2 Minha cunhada solteira
não tolerava as crianças e a cozinheira apenas fingia dedicação. Duas
amas jovens pautavam toda a conduta pessoal pela insensatez. Não pôde
Tobias adiar a solução justa e, decorrido um ano da nova situação, desposou
Luciana, contrariando meus caprichos. 3
Ah! Se soubesse como me revoltei! Semelhava-me a uma loba ferida. Minha
ignorância deu até para lutar com a pobrezinha, tentando aniquilá-la.
Foi aí que Jesus me concedeu a visita providencial de minha avó materna,
desencarnada havia muitos anos. 4
Chegou ela como quem nada desejava, enchendo-me de surpresa, sentou-se
a meu lado, pôs-me em seguida ao colo, como noutro tempo, e perguntou-me
lacrimosa: — “Que é isso, minha neta? Que papel é o seu na vida? Você
é leoa ou alma consciente de Deus? 5
Pois nossa irmã Luciana serve de mãe a seus filhos funciona como criada
de sua casa, é jardineira do seu jardim, suporta a bílis do seu marido
e não pode assumir o lugar provisório de companheira de lutas, ao lado
dele? 6 É assim que
o seu coração agradece os benefícios divinos e remunera aqueles que
o servem? Quer você uma escrava e despreza uma irmã? Hilda! Hilda! Onde
está a religião do Crucificado que você aprendeu? Oh! Minha pobre neta,
minha pobre neta!…” 7 Abracei-me,
então, em lágrimas, com a velhinha santa e abandonei o antigo ambiente
doméstico, vindo em companhia dela para os serviços de “Nosso Lar”.
Desde essa época, tive em Luciana mais uma filha. 8
Trabalhei, então, intensamente. Consagrei-me ao estudo sério, ao melhoramento
moral de mim mesma, busquei ajudar a todos, sem distinção, em nosso
antigo lar terrestre. 9
Constituiu Tobias uma família nova, que passou a me pertencer, igualmente,
pelos sagrados laços espirituais. 10
Mais tarde, voltou ele, reunindo-se a mim, acompanhado de Luciana, que
veio também ter conosco para nossa completa alegria. E aí tem, meu amigo,
a nossa história…
11 Luciana, contudo, tomou
a palavra e observou:
— Não disse ela, porém, quanto se tem sacrificado, ensinando-me com o exemplo.

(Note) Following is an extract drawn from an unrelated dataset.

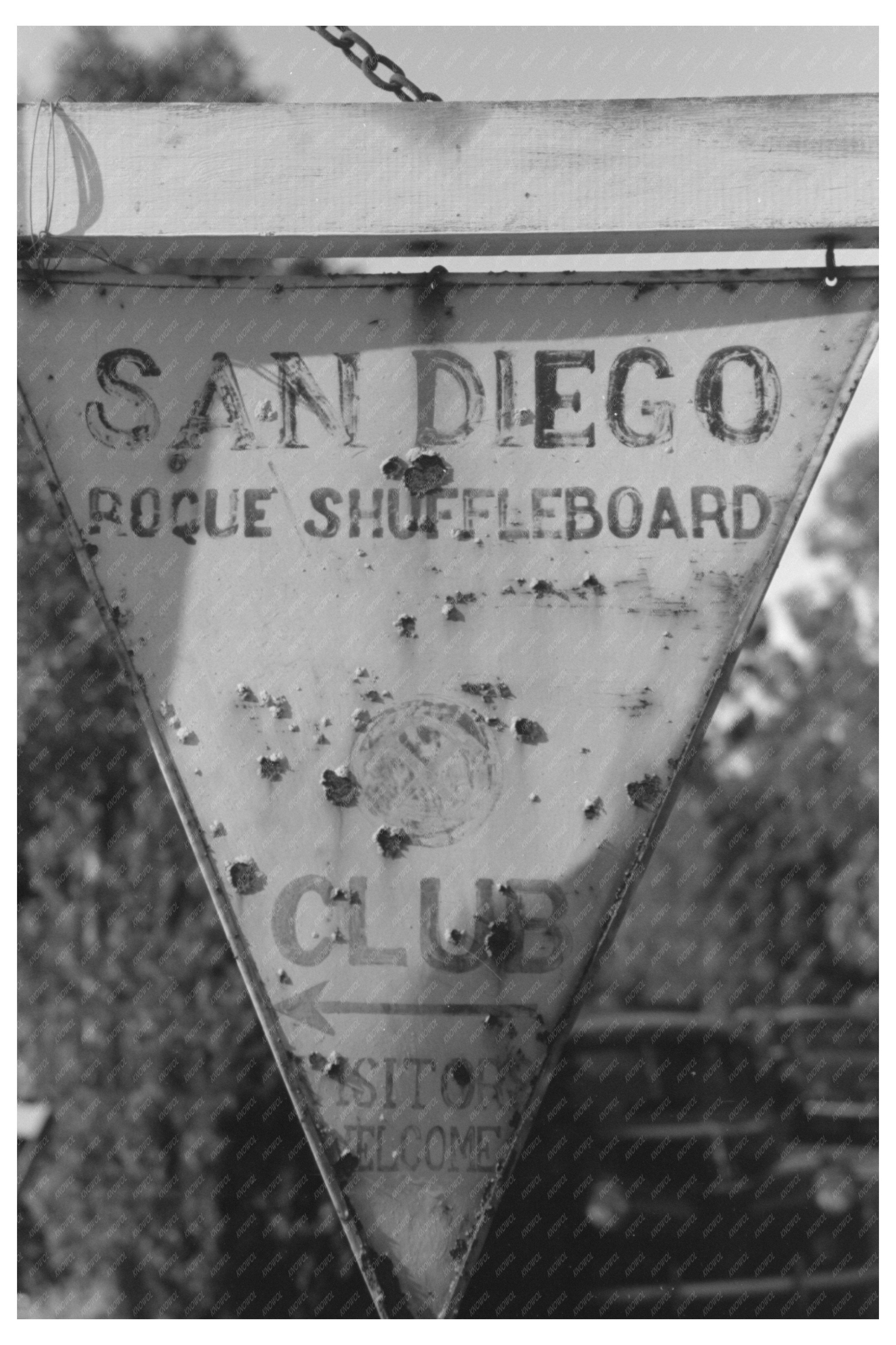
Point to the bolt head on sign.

— Que dizes, filha? — Perguntou a senhora Tobias, acariciando-lhe a destra.
5.
Luciana sorriu e ajuntou:
— Mas, graças a Jesus e a ela, aprendi que há casamento de amor, de fraternidade,
de provação, de dever, e, no dia em que Hilda me beijou, perdoando-me,
senti que meu coração se libertara desse monstro que é o ciúme inferior.
2 O matrimônio espiritual
realiza-se, alma com alma, representando os demais simples conciliações
indispensáveis à solução de necessidades ou processos retificadores,
embora todos sejam sagrados.
3 — E assim construímos
nosso novo lar, na base da fraternidade legítima, — acrescentou o dono
da casa.
6.
Aproveitando o ligeiro silêncio que se fizera, indaguei:
— Mas como se processa o casamento aqui?
2 — Pela combinação
vibratória, — esclareceu Tobias, atencioso, — ou então, para ser mais
explícito, — pela afinidade máxima ou completa.
3 Incapaz de sopitar a curiosidade,
esqueci a lição de bom-tom e interroguei:
— Mas, qual a posição de nossa irmã Luciana neste caso?

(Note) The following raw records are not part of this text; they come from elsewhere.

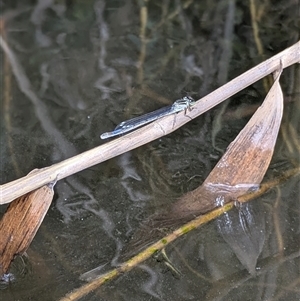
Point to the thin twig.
(164, 126)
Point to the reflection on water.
(84, 66)
(244, 231)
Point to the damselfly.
(131, 124)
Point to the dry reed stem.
(155, 130)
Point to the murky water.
(85, 66)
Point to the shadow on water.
(85, 66)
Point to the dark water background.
(90, 67)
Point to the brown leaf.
(20, 223)
(241, 169)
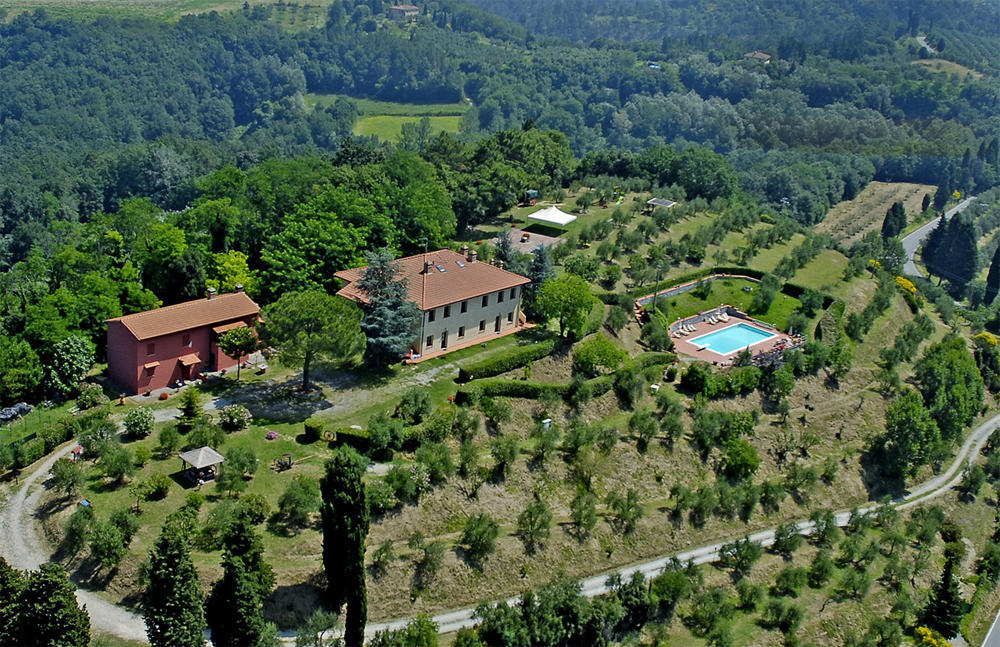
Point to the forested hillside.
(94, 111)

4 Antes, porém, que os cônjuges
espirituais respondessem, foi a própria interessada que explicou:
— Quando desposei Tobias, viúvo, já devia estar certa de que, com todas as
probabilidades, meu casamento seria uma união fraternal, acima de tudo.
5 Foi o que me custou
a compreender. Aliás, é lógico que, se os consortes padecem inquietação,
desentendimento, tristeza, estão unidos fisicamente, mas não integrados
no matrimônio espiritual.
7.
Queria perguntar mais alguma coisa; entretanto, não encontrava palavras
que revelassem ausência de impertinente indiscrição. A senhora Hilda,
contudo, compreendeu-me o pensamento o explicou:
2 — Fique tranquilo. Luciana
está em pleno noivado espiritual. Seu nobre companheiro de muitas etapas
terrenas precedeu-a há alguns anos, regressando ao Círculo carnal. No
ano próximo, ela seguirá igualmente ao seu encontro. Creio que o momento
feliz será em São Paulo.
3 Sorrimos todos alegremente.
Nesse instante, Tobias foi chamado às pressas, para atender um caso grave nas Câmaras de Retificação.
Era preciso, desse modo, encerrar a palestra.
André Luiz
[1] [Vide: Algumas referências ao uso de itens materiais no Mundo Invisível do Plano Espiritual, como edificações providas dos mais diversos objetos, aparelhos, veículos de transporte, etc.]